Much of the response to Djokovic’s intervention on Monday, where he called for players to fight for a larger share of revenues, has focused on his career earnings of £80 million. How could he be so greedy as to want more, many asked. But too little of the reaction has focused on the big fat zero that so many talented players earn as they surf the tantalising line between anonymity and stardom.
It is worth remembering that Djokovic has called for more money to flow down the pyramid, with more prize money for Challenger and Futures events, the factory floor for the next generation of stars. A more enlightened system would make more of these events. It would see them not as liabilities but as assets. It would create more powerful narratives to connect those battling for a shot at glory with the public, who will watch them if they ultimately break through.
But more should go to the top players too. At present, they receive between 15 and 28 per cent of the revenue from ATP events, which is too little. Too much is going to tournament organisers, with the ATP hopelessly conflicted. The so-called union represents the players and the organisers, trying to act as fair broker, but instead is pulling itself into all manner of unsustainable contortions. Djokovic is right to imply that the very body that is supposed to act as the voice of the players is institutionally hoarse. That is why it was rather brave of him to speak up.
As for the grand-slams, the situation is even more unbalanced. According to reports, the male players receive only 7 or 8 per cent of total revenues, despite recent increases, rising to 14 to 16 per cent when you include the female players. This highlights, perhaps more than any other stat, the way that players have been played like violins.
By way of comparison, players in the NBA receive around 50 per cent of revenues generated by their league. In the Premier League, according to Deloitte, it is a similar figure. Tennis players are near the bottom of the pile and are entitled to wonder why.
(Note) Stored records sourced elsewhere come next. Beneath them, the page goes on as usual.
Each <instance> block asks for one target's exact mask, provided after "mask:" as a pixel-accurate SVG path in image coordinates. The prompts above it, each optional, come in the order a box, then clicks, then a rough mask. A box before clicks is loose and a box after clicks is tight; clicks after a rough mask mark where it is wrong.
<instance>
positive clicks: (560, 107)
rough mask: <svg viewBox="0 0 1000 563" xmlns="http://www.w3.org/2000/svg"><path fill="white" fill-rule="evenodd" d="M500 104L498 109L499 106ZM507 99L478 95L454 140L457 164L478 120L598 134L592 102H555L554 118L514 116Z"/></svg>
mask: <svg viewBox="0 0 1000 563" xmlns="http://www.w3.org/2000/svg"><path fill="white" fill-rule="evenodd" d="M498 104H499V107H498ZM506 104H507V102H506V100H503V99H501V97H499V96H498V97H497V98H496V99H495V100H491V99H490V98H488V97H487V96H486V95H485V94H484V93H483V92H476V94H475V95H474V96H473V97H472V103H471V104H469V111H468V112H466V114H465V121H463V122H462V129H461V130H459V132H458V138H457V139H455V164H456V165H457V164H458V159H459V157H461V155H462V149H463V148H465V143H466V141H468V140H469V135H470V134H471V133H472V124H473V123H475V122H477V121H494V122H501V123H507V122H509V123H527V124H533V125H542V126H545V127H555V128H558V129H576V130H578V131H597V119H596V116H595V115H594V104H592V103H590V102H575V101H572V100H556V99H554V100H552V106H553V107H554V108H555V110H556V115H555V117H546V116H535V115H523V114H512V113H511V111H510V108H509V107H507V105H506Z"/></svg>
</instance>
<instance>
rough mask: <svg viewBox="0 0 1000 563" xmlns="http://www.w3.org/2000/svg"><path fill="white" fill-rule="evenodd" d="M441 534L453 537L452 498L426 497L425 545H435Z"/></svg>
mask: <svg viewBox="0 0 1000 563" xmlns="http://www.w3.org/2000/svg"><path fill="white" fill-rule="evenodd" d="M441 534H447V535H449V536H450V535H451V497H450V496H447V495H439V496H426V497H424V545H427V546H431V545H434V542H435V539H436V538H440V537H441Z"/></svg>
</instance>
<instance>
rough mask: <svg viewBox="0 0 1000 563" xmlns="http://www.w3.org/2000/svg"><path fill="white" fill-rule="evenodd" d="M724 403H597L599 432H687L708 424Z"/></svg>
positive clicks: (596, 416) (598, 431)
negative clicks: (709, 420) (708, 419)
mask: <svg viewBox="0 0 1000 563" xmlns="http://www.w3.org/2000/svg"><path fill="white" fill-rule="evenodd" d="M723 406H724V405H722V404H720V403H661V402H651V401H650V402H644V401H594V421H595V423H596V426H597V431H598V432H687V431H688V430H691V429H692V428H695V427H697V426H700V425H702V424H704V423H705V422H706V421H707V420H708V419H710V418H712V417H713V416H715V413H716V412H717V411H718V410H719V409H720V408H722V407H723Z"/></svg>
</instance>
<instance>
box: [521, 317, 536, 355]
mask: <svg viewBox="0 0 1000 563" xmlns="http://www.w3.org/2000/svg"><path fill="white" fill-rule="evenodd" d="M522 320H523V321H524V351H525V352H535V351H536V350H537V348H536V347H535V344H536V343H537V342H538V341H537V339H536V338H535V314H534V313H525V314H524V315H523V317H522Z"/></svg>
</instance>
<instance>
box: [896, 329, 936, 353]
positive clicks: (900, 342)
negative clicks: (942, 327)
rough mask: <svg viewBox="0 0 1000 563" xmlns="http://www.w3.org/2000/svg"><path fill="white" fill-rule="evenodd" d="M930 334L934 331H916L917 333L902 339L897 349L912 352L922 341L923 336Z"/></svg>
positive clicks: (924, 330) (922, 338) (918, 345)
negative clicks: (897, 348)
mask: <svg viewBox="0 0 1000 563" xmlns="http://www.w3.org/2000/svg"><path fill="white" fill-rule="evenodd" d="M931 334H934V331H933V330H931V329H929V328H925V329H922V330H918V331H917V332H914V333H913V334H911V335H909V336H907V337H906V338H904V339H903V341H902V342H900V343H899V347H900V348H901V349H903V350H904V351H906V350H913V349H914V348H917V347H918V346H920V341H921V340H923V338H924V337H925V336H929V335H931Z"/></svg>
It is true, of course, that a proportion of the profits from grand-slams are funnelled into grassroots tennis, but that is a second-order issue. There would be nothing to prevent players from sanctioning a proportion of new funds going to the lower echelons of the game, another possibility that Djokovic has mooted.
Indeed, this may act as a much-needed wake-up call for the governing bodies, many of which (although not all) are inefficient monopoly providers that have grown fat on the ring-fenced proceeds of grand-slams, not to mention subsidies from national governments.
On a wider point, what is the moral problem with players, who have battled through a fiercely meritocratic system, seeking a larger share of the proceeds from commercial rights whose value would be utterly worthless without them?
The players are the stars of the show, the entrepreneurs who gamble thousands of hours in pursuit of stardom. They have frighteningly short and uncertain careers. So long as they pay their taxes, we should not begrudge them. Fighting for more from owners and organisers is something that they should have done long ago.